Returning to the Waldo Moment, When I watched the trailer for the episode I was expecting some kind of deep underground government type thriller but what I got instead was the collapse of someone behind a mask. Waldo is a cartoon character-digital puppet who has a section on a late night program where he interviews politicians under the guise of a children’s TV show character. The man who is the puppeteer of the character is a failed comedian by the name of Jamie (brilliantly played by Daniel Rigby). The character is extremely popular with the audience and he soon gets his own show, despite Jamie being depressed and generally down with life as a whole. The Waldo Moment the title of the show suggests is a moment at a Q&A session with candidates at a local election when the Conservative Candidate verbally attacks both Jamie and Waldo. Jamie (as Waldo) returns fire and verbally attacks all the candidates. The incident gets put on YouTube and becomes a Smash Hit.
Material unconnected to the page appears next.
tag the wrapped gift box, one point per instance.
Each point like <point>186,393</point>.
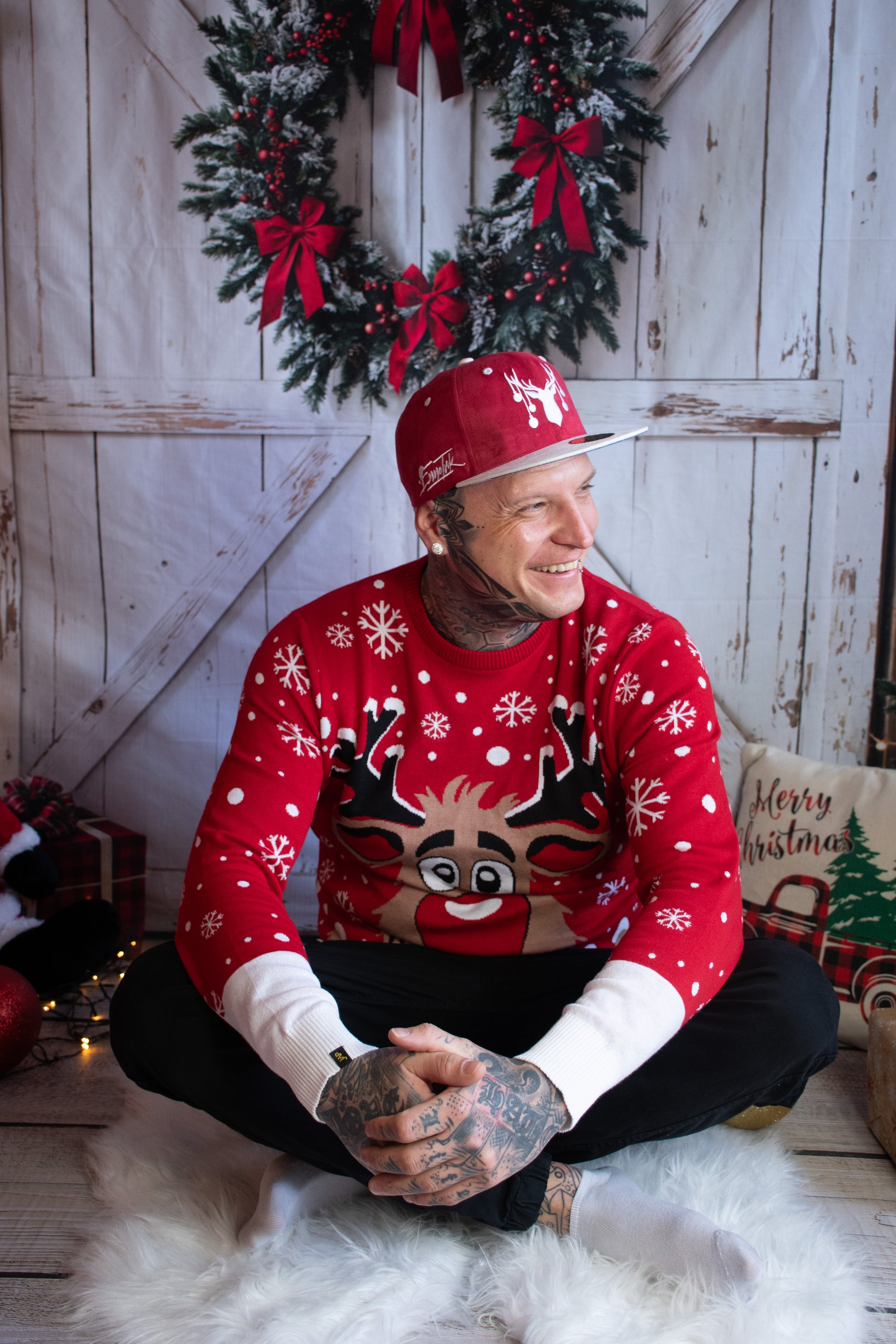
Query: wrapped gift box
<point>103,862</point>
For me the Episode of Black Mirror was simply terrifying. Why you might ask, well; the topic of the episode had this sense of terrifying realism to it which made it incredibly believable yet scary as if it could actually happen. Waldo and the Waldo moment shows how much young people in particular can be persuaded by a character. The character appeals to them particularly in the politics sense because he is saying what they are all thinking, and so he connects with them on a psychological level. Waldo is also a gimmick, a fad, something that given a few years (or more likely weeks to months) will be forgotten. It is something that the young people can talk about, and spread through chat, emails, Facebook as well as through their phones. Something that is popular now that is their thing, their subject, the scene if you will and will remain that way until it runs out of steam, in which case something else will be sought out while the other thing will be forgotten quickly and only remembered by a few and brought up in conversation at dinner parties. But how does this topic connect with the Black Mirror; the Black Mirror is YouTube. YouTube did not start until 2005 and so when I was at High School the only way of watching Videos was the TV. During my time at High School several of the Students used to refer to songs that were in Adverts, and it used to drive me Mad, but they kept doing it and doing it and did not really stop until either the Advert stopped showing all together or a new one came out. I remember them all, Belly’s Gonna Get Ya, Birdseye Potato Advert, Mazda Zoom Zoom Zoom, What Sits On Your Wotsits and others. When YouTube did start the online world changed and within about 2 years it was worth $2,000,000,000. In recent years the term viral has become an established name for specific pieces of content. Viral meaning it spreads, like a virus. Possibly the most well-known of these in recent times being Gangnam Style.


The Waldo Moment is a YouTube video which has gone viral, but the show reveals a terrifying as well as potential side of this form of media. The idea that people in Viral Videos could potentially rule the world (seeing as technology has technically already done that).  This idea is shown even more so at the end of the episode, (I won’t ruin it for you). The episode is about more than just a Cartoon Character or an Idea though. The episode shows strong emotional levels within the main character of Jamie. He starts off depressed and continually goes downhill until he reaches a destination, which results in one half of him flying off into space and the other going downhill.

Christina Chong, Daniel Rigby and Jason Flemyng

Altogether the episode is one of the most thought-provoking pieces as well as one of the scariest pieces of television I have seen in years. I look forward to watching more of Black Mirror, but I am also terrified to do so, why? It is so realistic to the world now that while the incidents in the episode may not be real now or may not become real at all in the future, but it is still a strong possibility.